A recurring tension in Belfer’s recent papers concerns explainability. Certain reports prudently argue for prioritizing traceability and accuracy over explainability for complex deep learning models when operational performance and legal accountability are at stake. That is a defensible, pragmatic stance if the alternative is to field unreliable systems with spurious explanations. But ethics should compel us to ask a second question: when is opacity itself an ethical cost we cannot accept? Traceability that shows input to output mappings is useful, but it does not replace deliberative human judgment about value-laden tradeoffs. Belfer’s analysis rightly flags the tradeoff; it stops short of insisting on doctrinal limits on opaque systems in lethal decision loops. The ethical calculus must therefore combine technical thresholds with categorical constraints on where opacity is permissible.

Belfer also emphasizes interoperability, shared lexicons, and joint training as prerequisites for responsible use of AI in the force. Interoperability reduces friction, lowers the risk of misinterpretation between allies, and allows for coordinated verification regimes. Those are important ethical points because disasters of coordination can amplify harm in ways that are not easily reversed on the battlefield. Nonetheless, focusing on interoperability and engineering standards alone risks normalizing an expanded set of permissible uses. In ethical terms, better integration should not be a simple route to more autonomous employment. It should be a precondition for stricter, not laxer, governance.

Where Belfer’s recommendations are most vulnerable is at the political level. Technical and procedural safeguards are necessary but they are only effective within a polity that constrains reckless deployment. The Center rightly calls for new verification and validation frameworks, continuous auditing, and international standards. These, however, presuppose willing cooperation among states, and a political appetite for restraint, both of which are scarce in competitive security environments. Ethical governance therefore requires a second track: deliberate political limits. This means clear red lines about which functions may never be delegated to autonomous systems; strengthened export controls and contractual clauses that prevent the offshoring of lethal autonomy; and international diplomatic efforts to create norms backed by inspection and sanctions. Without political instruments, the best engineering practices will be worked around or gamed.

Finally, Belfer’s work sensibly calls attention to human factors: automation bias, training deficits, and institutional pressures that coax operators to over-rely on algorithmic outputs. Ethics in military AI cannot be reduced to better models or checklists. It must also address organizational incentives, procurement cultures that valorize novelty, and accountability mechanisms that make individuals and institutions answerable for choices that entrain machines into violence.
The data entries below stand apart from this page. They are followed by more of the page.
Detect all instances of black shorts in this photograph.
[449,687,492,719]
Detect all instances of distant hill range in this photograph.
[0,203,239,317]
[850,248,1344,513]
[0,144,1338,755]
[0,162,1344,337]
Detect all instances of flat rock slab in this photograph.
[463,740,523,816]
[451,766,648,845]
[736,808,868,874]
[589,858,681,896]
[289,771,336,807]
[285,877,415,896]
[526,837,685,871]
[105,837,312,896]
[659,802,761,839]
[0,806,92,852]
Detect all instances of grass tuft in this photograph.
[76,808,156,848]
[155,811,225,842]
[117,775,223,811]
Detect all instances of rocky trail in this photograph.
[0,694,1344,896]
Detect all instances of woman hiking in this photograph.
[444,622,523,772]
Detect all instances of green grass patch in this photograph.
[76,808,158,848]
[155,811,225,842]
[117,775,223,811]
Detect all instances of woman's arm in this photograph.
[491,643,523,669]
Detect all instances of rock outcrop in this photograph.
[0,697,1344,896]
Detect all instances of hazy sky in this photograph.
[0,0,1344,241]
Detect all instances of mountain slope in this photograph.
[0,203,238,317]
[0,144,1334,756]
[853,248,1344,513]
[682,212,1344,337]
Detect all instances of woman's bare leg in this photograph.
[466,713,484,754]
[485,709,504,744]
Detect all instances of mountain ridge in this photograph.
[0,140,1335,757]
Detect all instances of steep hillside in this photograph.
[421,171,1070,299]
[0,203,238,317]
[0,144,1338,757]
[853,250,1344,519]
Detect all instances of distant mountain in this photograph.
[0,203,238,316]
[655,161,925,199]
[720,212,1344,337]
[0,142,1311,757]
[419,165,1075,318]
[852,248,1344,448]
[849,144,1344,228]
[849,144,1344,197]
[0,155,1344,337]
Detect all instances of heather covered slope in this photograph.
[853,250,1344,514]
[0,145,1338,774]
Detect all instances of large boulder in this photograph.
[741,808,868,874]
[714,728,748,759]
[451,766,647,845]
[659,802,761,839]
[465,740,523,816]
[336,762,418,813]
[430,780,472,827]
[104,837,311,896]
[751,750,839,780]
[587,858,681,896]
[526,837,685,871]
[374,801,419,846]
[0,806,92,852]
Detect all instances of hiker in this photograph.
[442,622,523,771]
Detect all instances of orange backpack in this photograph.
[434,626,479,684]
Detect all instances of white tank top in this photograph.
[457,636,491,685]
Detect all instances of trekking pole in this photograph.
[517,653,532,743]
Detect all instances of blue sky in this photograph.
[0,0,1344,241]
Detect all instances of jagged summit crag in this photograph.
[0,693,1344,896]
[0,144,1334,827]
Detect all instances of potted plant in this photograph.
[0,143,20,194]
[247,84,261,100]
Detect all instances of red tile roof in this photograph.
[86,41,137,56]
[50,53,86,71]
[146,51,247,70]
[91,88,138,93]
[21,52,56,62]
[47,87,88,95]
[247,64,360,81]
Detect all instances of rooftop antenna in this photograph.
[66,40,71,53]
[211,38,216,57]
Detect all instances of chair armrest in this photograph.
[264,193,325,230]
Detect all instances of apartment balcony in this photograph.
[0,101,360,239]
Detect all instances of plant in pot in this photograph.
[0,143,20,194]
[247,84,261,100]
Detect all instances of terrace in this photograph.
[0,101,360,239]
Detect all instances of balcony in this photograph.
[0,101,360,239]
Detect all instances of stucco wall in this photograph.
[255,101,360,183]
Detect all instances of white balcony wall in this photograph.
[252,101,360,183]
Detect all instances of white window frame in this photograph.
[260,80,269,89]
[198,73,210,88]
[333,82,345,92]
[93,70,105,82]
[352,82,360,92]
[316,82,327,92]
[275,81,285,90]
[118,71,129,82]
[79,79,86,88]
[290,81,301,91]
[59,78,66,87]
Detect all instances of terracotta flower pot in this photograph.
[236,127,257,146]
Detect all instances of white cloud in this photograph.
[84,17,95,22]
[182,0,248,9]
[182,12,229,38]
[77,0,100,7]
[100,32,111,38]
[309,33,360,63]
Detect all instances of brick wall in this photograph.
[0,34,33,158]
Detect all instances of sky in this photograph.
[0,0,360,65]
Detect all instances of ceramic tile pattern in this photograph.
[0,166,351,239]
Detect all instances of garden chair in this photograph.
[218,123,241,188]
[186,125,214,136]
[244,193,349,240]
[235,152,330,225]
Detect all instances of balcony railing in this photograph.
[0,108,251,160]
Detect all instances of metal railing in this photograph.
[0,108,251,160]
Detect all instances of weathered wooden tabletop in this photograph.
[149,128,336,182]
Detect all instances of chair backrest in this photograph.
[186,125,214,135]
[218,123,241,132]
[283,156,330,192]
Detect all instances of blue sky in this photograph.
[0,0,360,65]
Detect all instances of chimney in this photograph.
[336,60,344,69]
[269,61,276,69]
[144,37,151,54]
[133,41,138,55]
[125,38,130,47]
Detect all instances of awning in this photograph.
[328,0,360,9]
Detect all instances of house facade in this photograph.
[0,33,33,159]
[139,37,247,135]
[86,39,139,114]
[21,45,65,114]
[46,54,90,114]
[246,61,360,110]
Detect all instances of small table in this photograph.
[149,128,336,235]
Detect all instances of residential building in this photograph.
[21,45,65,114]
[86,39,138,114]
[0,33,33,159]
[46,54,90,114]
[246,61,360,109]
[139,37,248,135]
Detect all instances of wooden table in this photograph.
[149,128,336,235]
Practical steps include independent third party audits, public reporting requirements for nonclassified aspects of capability, robust whistleblower protections inside firms and services, and legal clarity on responsibility chains. These measures are political and legal, not technical, but they are essential if Belfer’s deservedly high standards are to matter in action.

In sum, Belfer’s recommendations provide a useful scaffolding. They point us toward better design practices, stronger testing regimes, and improved institutional competence. Ethically minded scholars and policymakers should treat those prescriptions as necessary building blocks. They must not mistake them for a finished edifice. The next phase must layer in explicit political constraints, enforceable international norms, and a public architecture of accountability. If we aim to keep human dignity, proportionality, and democratic oversight at the center of how violence is justified, then we must insist that some functions remain irrevocably human and that technological competence is matched by political will. Only then will Belfer’s sensible technical program convert into a genuinely ethical posture toward military AI.